Ce livre, réédité plusieurs fois entre-temps, est devenu un ouvrage de référence pour tous ceux qui veulent voir plus loin que la littérature économique standard.

Helmut Creutz ne s’est jamais lassé d’attirer l’attention sur les liens de cause à effet (par exemple entre les guerres et l’argent) lors d’innombrables conférences et a répondu patiemment aux questions des auditeurs et des lecteurs. Celles-ci l’ont amené à écrire son dernier livre « Die 29 Irrtümer rund ums Geld » (2004). Lorsque L’Équilibrisme loue la salle de la Literaturhaus à Munich pour la présentation de son livre, nous sommes nous-mêmes saisis d’un doute : ne sommes-nous pas mégalomanes ?

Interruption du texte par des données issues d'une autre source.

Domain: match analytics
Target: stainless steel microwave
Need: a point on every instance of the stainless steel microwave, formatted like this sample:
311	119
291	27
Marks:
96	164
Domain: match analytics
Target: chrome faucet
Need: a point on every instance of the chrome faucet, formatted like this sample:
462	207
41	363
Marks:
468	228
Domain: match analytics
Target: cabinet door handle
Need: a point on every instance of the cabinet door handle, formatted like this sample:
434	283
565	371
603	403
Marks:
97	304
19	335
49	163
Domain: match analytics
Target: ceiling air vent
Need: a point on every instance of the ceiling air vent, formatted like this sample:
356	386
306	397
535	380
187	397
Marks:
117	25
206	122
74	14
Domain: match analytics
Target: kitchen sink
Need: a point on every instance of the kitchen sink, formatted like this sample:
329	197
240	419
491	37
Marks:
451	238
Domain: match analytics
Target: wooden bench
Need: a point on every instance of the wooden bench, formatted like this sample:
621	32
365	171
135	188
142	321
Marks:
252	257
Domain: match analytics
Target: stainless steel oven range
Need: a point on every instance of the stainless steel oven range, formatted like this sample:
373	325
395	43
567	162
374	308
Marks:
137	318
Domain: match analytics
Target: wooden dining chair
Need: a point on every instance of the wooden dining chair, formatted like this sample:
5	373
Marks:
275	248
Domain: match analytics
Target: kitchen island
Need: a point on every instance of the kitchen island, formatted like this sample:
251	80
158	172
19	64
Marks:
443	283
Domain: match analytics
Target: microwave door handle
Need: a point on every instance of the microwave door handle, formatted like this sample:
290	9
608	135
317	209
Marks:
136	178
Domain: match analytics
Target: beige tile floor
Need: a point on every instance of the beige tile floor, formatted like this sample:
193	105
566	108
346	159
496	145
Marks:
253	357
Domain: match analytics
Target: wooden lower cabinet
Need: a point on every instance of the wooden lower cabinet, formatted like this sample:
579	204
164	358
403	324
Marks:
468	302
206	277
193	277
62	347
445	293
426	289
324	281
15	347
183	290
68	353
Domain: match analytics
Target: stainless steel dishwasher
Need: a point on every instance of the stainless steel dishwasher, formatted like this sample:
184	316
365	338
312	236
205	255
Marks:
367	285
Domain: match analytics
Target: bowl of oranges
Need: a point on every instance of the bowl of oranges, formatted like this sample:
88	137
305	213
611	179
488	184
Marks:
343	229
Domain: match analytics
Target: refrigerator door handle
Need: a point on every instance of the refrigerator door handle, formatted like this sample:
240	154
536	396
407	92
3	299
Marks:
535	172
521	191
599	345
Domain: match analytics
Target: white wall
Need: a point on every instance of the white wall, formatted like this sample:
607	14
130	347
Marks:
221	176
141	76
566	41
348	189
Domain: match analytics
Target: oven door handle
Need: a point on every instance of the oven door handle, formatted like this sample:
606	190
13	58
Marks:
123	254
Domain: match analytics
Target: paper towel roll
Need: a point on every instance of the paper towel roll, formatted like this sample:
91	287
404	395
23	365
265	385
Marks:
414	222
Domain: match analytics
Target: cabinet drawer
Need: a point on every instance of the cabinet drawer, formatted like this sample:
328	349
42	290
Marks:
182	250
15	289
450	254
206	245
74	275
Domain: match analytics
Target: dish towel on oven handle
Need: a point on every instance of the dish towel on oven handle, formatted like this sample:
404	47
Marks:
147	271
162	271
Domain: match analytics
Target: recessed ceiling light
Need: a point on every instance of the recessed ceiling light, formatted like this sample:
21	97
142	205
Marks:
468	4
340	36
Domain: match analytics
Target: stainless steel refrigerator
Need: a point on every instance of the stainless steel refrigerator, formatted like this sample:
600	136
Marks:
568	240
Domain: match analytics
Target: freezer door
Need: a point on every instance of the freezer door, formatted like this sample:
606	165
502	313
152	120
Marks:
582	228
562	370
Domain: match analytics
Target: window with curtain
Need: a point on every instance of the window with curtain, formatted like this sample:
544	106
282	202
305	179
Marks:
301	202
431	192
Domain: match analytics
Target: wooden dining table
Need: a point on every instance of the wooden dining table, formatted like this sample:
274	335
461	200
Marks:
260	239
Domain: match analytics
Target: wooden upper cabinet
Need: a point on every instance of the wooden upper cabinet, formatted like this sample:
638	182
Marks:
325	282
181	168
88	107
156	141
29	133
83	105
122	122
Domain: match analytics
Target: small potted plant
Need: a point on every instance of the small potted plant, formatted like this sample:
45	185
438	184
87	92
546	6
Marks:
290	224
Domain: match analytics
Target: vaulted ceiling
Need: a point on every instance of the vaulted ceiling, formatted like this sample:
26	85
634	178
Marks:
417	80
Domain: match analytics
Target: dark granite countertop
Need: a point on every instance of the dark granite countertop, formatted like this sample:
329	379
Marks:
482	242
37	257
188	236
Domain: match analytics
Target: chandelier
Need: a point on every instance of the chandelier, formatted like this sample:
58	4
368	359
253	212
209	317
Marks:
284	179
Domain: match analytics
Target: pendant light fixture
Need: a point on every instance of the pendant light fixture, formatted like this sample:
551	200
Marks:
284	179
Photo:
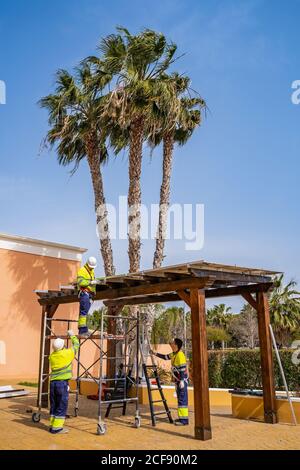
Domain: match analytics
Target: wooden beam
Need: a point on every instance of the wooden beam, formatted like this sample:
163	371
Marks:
229	276
250	299
141	290
175	297
200	365
263	315
185	296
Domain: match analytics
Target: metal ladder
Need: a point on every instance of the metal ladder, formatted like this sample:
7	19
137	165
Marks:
151	388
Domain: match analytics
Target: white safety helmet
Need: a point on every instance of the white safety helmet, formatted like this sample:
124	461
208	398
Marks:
58	344
92	262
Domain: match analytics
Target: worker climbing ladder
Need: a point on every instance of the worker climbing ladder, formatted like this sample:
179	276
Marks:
151	374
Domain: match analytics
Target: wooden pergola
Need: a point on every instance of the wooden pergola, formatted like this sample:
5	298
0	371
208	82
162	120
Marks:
192	283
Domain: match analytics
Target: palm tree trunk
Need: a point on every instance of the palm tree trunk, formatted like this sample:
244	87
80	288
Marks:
164	202
134	194
101	213
105	242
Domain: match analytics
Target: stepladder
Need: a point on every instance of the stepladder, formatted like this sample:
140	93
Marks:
154	385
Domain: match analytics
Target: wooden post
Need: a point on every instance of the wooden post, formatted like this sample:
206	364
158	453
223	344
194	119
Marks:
263	316
200	365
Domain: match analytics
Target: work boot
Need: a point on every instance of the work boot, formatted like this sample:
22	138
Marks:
177	422
63	431
85	335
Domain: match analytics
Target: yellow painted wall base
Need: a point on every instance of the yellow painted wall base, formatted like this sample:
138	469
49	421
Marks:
250	407
218	397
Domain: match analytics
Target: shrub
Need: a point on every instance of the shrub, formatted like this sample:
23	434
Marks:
241	368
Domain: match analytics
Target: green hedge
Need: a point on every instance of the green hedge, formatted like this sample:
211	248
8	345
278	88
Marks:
241	369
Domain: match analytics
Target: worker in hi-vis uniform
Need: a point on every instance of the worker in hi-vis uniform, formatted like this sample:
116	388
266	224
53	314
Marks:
61	372
87	284
180	374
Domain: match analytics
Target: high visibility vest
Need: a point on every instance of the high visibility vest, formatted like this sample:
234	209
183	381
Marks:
179	365
84	276
61	361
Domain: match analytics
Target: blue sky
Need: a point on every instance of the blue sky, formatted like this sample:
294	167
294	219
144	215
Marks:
243	164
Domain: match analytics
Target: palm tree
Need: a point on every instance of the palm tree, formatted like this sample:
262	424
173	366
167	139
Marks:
176	124
284	310
138	63
78	132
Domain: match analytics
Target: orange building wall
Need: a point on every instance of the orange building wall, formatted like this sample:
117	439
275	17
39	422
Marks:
20	313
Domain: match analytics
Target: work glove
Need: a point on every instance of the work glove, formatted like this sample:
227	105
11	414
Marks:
181	384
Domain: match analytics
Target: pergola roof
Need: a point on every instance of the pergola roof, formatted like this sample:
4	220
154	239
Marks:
170	283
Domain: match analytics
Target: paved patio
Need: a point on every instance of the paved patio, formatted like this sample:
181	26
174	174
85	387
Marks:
17	431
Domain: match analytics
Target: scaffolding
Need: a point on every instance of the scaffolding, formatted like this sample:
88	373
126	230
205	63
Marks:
111	390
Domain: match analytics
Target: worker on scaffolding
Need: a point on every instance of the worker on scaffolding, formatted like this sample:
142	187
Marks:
87	284
61	372
180	374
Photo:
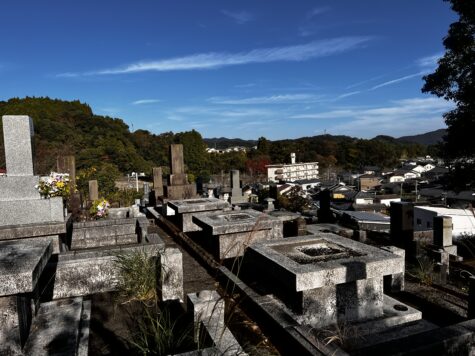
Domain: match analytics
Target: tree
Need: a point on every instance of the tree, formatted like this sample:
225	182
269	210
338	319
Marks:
454	80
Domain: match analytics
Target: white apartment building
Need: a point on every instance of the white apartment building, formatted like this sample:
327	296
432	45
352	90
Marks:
293	171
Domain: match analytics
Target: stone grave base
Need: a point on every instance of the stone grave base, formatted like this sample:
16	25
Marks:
109	232
33	211
60	327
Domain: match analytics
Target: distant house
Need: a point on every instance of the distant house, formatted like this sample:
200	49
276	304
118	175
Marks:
307	184
364	198
362	220
386	199
436	173
463	220
368	182
292	172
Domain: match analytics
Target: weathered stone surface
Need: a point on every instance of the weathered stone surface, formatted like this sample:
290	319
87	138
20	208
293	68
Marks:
15	320
86	272
232	231
229	222
17	135
395	282
208	310
186	209
355	261
85	276
55	330
326	278
196	205
176	159
19	212
21	263
19	188
157	181
442	231
180	191
32	230
171	274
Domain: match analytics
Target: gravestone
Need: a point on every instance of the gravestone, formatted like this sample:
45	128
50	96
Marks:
20	201
177	183
93	190
157	182
67	164
236	191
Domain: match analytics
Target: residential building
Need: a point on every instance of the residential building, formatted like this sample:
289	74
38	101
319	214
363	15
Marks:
463	220
292	172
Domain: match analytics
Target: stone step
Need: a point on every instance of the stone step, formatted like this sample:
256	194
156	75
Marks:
60	328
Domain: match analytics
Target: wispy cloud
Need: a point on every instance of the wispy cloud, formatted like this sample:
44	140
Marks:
240	17
398	80
429	61
317	11
345	95
215	60
145	101
273	99
399	118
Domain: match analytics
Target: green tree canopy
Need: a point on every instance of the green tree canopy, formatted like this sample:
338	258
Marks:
454	80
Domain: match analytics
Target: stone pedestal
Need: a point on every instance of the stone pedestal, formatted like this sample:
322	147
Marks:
20	202
230	232
325	278
21	265
186	209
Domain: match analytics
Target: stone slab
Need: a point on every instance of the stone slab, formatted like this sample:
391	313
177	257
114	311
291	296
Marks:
180	191
19	188
19	212
17	138
229	222
351	261
81	277
32	230
21	263
197	205
87	272
103	231
171	274
55	330
15	320
93	242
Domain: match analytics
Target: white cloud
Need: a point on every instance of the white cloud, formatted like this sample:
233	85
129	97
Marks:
145	101
400	118
273	99
349	94
240	17
215	60
397	80
429	61
317	11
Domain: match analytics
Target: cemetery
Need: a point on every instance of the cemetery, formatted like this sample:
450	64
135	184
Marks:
177	273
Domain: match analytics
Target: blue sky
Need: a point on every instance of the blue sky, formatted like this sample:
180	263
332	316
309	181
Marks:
273	68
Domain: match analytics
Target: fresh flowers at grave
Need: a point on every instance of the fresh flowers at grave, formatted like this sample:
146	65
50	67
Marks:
55	185
99	209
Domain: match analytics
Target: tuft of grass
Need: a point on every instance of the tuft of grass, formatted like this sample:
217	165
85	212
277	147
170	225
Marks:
423	270
339	334
138	273
158	333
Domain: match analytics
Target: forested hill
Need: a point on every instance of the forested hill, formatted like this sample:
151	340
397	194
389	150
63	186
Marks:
70	127
428	138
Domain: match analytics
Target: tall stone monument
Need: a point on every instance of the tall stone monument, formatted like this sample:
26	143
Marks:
20	201
236	191
178	186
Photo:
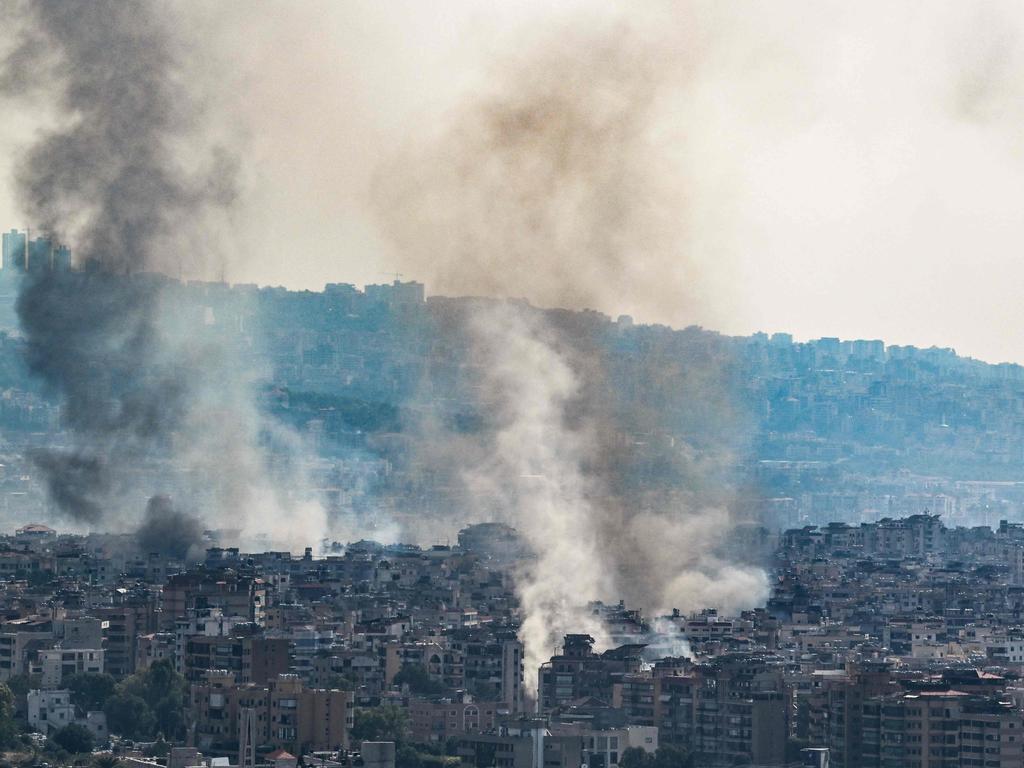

Les gens font monter la tension – ils arrivent en retard et sans inscription, mais ils sont alors si nombreux que beaucoup doivent être renvoyés et que la manifestation a lieu avec du retard ! Nous sommes extrêmement heureux que Helmut ait obtenu le cadre qu’il méritait !

Avec Helmut Creutz, l’association Equilibrismus e.V. n’a pas seulement perdu un important inspirateur, mais aussi un ami personnel qu’il était devenu grâce à sa modestie. Pour le milieu de la réforme de l’argent et du sol, il était en quelque sorte une star – sauf à ses propres yeux.

Dans leur livre « Equilibrismus – Neue Konzepte statt Reformen für eine Welt im Gleichgewicht » de 2005, les auteurs ont remercié Helmut Creutz en ces termes :

Helmut Creutz: « Si quelqu’un se laisse voler comme il l’a fait, conseille les voleurs sur la meilleure façon de procéder et – comme si tout cela ne suffisait pas – vérifie même le résultat après coup, la raison ne peut certainement pas être la naïveté, mais la volonté désintéressée de diffuser le plus largement possible les fruits de son propre travail – et une véritable amitié ». Toutes les parties de ce livre qui traitent du domaine de l’argent et de l’économie respirent l’esprit de cette tête froide et de cet analyste perspicace.